Let’s not mince words: Living with a migraine is horrible. Although migraines are most famous for their excruciating headaches, they can also cause vertigo, visual impairment (also known as an aura), photosensitivity, and nausea that may result in vomiting. There is no recognised reason for migraines, no known treatment for them, and often they do not respond to it.
Ten percent of the world’s population is thought to be impacted by the condition. Therefore, identifying a cause and developing better management techniques would improve millions of people’s lives.
The perivascular areas in the centrum semiovale, the primary area of brain white matter directly beneath the cerebral cortex, piqued the interest of Xu and his coworkers. Although the purpose of these areas is not fully known, they do contribute to fluid outflow and their expansion may be a sign of more serious issues.
“Perivascular spaces are part of a fluid clearance system in the brain,” Xu says. “Studying how they contribute to migraine could help us better understand the complexities of how migraines occur.”
He and his colleagues gathered 20 migraine patients between the ages of 25 and 60: 10 of whom had chronic migraine without aura and 10 of whom had episodic migraine. A control group of 5 healthy patients who don’t get migraines was also included.
Patients with cognitive impairment, claustrophobia, brain tumours, or previous brain surgery were disqualified by the researchers. Then, they used an ultra-high-field MRI using a 7-tesla magnet to perform MRI images. The majority of hospital scanners only use 3 tesla magnets.
“To our knowledge, this is [the] first study using ultra-high-resolution MRI to study microvascular changes in the brain due to migraine, particularly in perivascular spaces,” Xu explains.
“Because 7T MRI is able to create images of the brain with much higher resolution and better quality than other MRI types, it can be used to demonstrate much smaller changes that happen in brain tissue after a migraine.”
The scans showed that migraine patients’ perivascular spaces in the centrum semiovale were substantially larger than those of the control group.
Additionally, white matter hyperintensities, a particular kind of lesion, were discovered to be distributed differently in migraine sufferers. These are rather common and are brought on by little areas of dead or partially dead tissue that are starved by reduced blood flow.
The incidence of these lesions was the same in both migraine patients and control subjects, but the severity of deep lesions was greater in migraine patients.
This shows, in the opinion of the researchers, that the expansion of perivascular spaces may eventually result in the formation of additional white matter lesions.

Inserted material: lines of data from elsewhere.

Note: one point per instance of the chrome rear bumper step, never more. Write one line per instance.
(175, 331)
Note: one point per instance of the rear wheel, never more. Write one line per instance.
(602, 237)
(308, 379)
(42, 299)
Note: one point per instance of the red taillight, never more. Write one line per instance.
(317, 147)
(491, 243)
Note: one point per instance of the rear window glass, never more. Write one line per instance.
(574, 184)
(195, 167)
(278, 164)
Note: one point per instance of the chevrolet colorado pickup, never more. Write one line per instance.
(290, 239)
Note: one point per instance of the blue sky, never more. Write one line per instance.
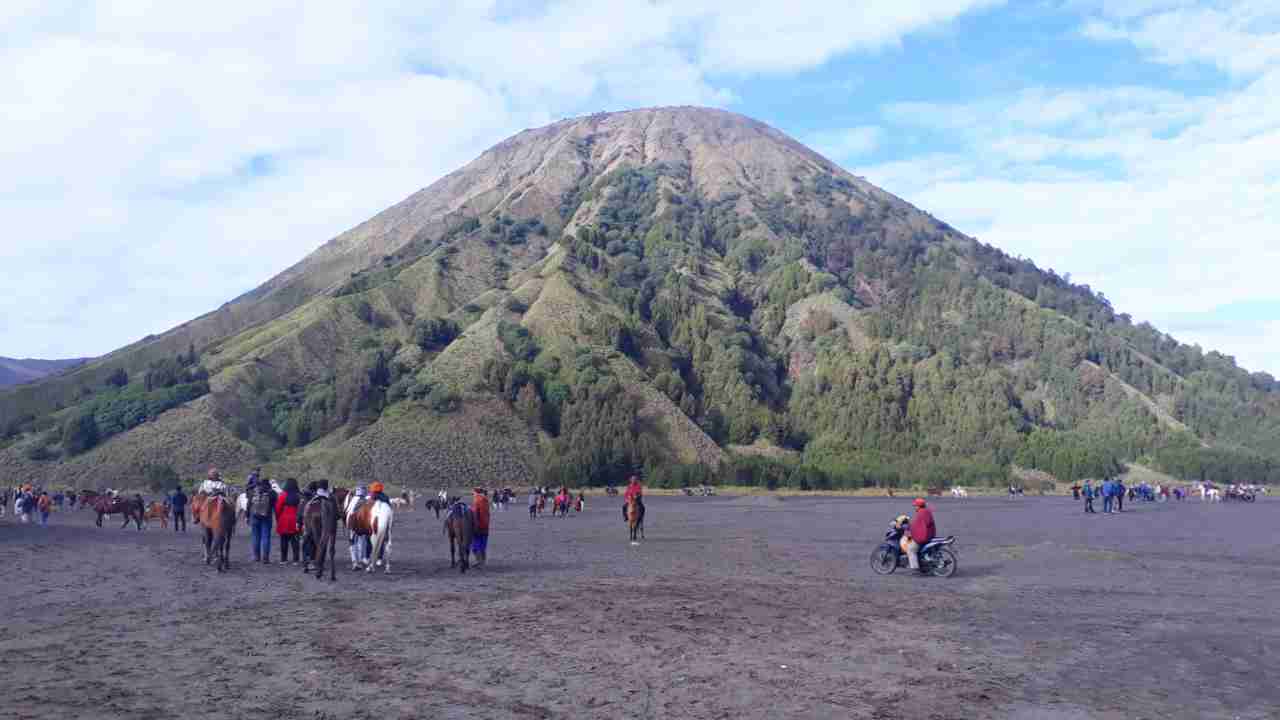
(163, 159)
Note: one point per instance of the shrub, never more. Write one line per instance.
(434, 333)
(444, 400)
(80, 433)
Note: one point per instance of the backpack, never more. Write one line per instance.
(261, 504)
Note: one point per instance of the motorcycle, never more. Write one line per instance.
(936, 557)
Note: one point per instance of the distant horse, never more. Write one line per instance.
(635, 520)
(218, 518)
(339, 496)
(128, 506)
(370, 519)
(87, 497)
(460, 527)
(320, 525)
(158, 511)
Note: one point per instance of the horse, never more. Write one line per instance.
(371, 519)
(87, 497)
(218, 516)
(339, 497)
(460, 527)
(158, 511)
(129, 507)
(635, 520)
(434, 504)
(320, 527)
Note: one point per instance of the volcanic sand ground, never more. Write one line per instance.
(732, 607)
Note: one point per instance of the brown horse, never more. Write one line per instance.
(87, 497)
(460, 527)
(320, 524)
(635, 520)
(339, 496)
(128, 506)
(373, 520)
(218, 516)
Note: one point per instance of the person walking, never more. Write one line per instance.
(44, 506)
(288, 520)
(178, 505)
(261, 509)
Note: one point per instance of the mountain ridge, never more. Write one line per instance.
(644, 290)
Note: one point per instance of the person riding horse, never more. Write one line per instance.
(635, 491)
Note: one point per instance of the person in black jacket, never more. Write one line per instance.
(178, 502)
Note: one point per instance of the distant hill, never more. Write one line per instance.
(17, 372)
(653, 291)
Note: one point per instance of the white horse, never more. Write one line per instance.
(365, 547)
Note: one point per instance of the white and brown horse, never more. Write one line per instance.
(370, 522)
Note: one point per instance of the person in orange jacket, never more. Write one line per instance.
(44, 505)
(480, 537)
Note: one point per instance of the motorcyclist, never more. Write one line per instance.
(922, 531)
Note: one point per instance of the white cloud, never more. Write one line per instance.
(848, 142)
(163, 158)
(1166, 203)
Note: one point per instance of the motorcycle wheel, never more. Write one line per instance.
(944, 563)
(883, 561)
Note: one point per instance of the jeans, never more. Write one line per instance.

The results indicate that migraine is associated with a problem with the brain’s plumbing, specifically the glymphatic system, which is in charge of clearing waste from the brain and nervous system, even though the nature of the connection between enlarged perivascular spaces and migraine is unclear. It transports through perivascular channels.
Even though further research is needed to fully understand this correlation, its discovery is encouraging.
“The results of our study could help inspire future, larger-scale studies to continue investigating how changes in the brain’s microscopic vessels and blood supply contribute to different migraine types,” Xu says.
“Eventually, this could help us develop new, personalized ways to diagnose and treat migraine.”